The net price paid by the callable bondholder is given by,

         Price of the callable bond = Price of the non-callable bond

                                                             - Price of the call option.

         Value of callable option = Value of an option-free bond

                                                           - Value of a call option on the bond.                  


Related Discussions:- Valuation and duration of callable bonds

Breaks in specific cost of capital, Breaks in Specific Cost of Capital: Th...

Breaks in Specific Cost of Capital: The specific costs of capital may also be affected by the amount of finance the firm wants to raise. As the amount of financing increases, the

Types of asset-backed securities, Types ...

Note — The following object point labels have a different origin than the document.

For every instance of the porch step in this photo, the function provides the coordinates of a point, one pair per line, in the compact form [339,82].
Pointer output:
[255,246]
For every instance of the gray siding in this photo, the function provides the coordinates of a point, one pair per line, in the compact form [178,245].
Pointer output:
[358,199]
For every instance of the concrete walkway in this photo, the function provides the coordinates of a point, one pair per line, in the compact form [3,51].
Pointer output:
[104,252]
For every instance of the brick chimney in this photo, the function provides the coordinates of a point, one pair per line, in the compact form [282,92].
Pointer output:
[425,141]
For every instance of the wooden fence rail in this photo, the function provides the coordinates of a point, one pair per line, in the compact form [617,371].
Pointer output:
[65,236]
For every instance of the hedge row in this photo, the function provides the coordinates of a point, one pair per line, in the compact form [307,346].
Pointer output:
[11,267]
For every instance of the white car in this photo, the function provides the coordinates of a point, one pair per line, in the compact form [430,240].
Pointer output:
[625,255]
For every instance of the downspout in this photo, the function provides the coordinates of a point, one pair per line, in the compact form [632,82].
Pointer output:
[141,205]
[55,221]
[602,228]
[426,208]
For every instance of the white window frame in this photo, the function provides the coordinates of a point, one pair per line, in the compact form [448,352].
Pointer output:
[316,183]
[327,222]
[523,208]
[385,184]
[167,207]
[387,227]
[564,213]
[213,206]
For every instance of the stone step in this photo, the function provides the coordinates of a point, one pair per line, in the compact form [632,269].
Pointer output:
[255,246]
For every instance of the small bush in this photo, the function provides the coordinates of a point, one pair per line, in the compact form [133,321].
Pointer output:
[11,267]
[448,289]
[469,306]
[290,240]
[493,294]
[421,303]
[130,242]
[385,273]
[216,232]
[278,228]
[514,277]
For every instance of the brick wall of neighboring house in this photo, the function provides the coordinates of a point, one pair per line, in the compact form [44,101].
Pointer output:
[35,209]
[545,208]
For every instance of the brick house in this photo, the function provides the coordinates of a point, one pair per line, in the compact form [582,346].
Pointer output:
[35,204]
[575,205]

Types of asset-backed securities 1.  Auto Loan-Backed Securities (ALBs) 2.  Credit Card Receivab

Significant performance indicators, Significant Performance Indicators ...

Significant Performance Indicators   Following are the most commonly used performance indicators used to assess the financial, and general health of any company:   Gro

Reinvestment risk, Reinvestment risk is the risk involved in reinvesting th...

Reinvestment risk is the risk involved in reinvesting the proceeds received from the issuer against callable bonds. During falling interest rate periods, investor canno

Fundamentals of structured product engineering, Fundamentals of Structured ...

Fundamentals of Structured Product Engineering 1. (a) Let r m denote the m month swap rate (or Libor rate). Subsequently the 3 × n month forward rate f (3 ×n )

Explain the term- operating segments, Operating segments An operating s...

Operating segments An operating segment is a component of an organisation It engages in business activities from that it can earn revenues and incur expenses(this also c

Market-based versus bank-based financial systems, What do you meant by mark...

What do you meant by market-based and bank-based financial systems? Market-based versus bank-based financial systems implications. The presence of market-based and bank-base

Give new marketing strategy, a) B2C businesses provide goods and services t...

a) B2C businesses provide goods and services to the general public, i.e. consumers. HMV sell music, books and DVDs (via Waterstones) to private individuals and can therefore be cla

Explain about routine functions, Q. Explain about Routine Functions? Ro...

Q. Explain about Routine Functions? Routine Functions: - The routine functions are Supervision of cash receipts and payments. Opening Bank Accounts as well as managing them Saf

Monte-carlo simulation model and option adjusted spread, We have seen...

We have seen the valuation of bonds with embedded option using binomial model. This method can be used when cash flows do not depend on how interest rates evolve.

Write Your Message!

Captcha
Free Assignment Quote

Assured A++ Grade

Get guaranteed satisfaction & time on delivery in every assignment order you paid with us! We ensure premium quality solution document along with free turntin report!